Using example_keep_last_5.csv:

Publish,,,,,,,
Node,Subscription,Frequency,Size,History,Depth,Reliability,Durability
R1,odometry,2,10,keep_last,5,best_effort,volatile
,,,,,,,
Subscribe,,,,,,,
Node,Subscription,History,Depth,Reliability,Durability,,
R2-5,odometry,keep_last,5,best_effort,volatile,,

start robots with one talker and four listeners:

sudo /bin/bash
cd ~/gits/ns3_testbed/cpp_testbed_runner/build/cpp_testbed_runner
./testbed_runner -c 5 -i example_keep_last_5.csv -n -v

Start Wireshark for performing packet analysis on pcap files created by ns-3 by running ns3_mobility:

wireshark

Look at one of the generated pcap files, for example ~/gits/ns3_testbed/ns3_programs/build/ns3_mobility_capture-0-0.pcap. Do this in Wireshark using menu File | Open. Scroll down to pass DDS and ad hoc setup. Here we see the expected transmits consisting of 4 messages by 8 repeats each. Increasing packet size does not cause ack to show up. Increasing packet size to 10,000 bytes causes packet fragmentation, multiple re-sends on each fragment, no ack.
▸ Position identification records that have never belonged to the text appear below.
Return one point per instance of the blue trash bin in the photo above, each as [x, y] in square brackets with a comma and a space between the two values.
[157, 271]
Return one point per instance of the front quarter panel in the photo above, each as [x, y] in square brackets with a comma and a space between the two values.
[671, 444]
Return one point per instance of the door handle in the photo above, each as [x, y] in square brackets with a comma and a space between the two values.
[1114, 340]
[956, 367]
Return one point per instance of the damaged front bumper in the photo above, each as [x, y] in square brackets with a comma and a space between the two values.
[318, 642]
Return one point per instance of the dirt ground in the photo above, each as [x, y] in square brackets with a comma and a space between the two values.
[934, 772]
Set up with 6 Tap devices:

sudo ./nns_setup.py setup -c 6

Now acks work fine. Increasing packet size to 10,000 bytes fragments as expected, ack works fine.

Running 6 Tap devices, 6 robots has ack on first four, missing ack on fifth. Same with 7 and 8 Tap devices.

Deleting and then reinstalling Tap devices produces a different setup because device indexes are not re-used. Reboot is required to recreate initial conditions.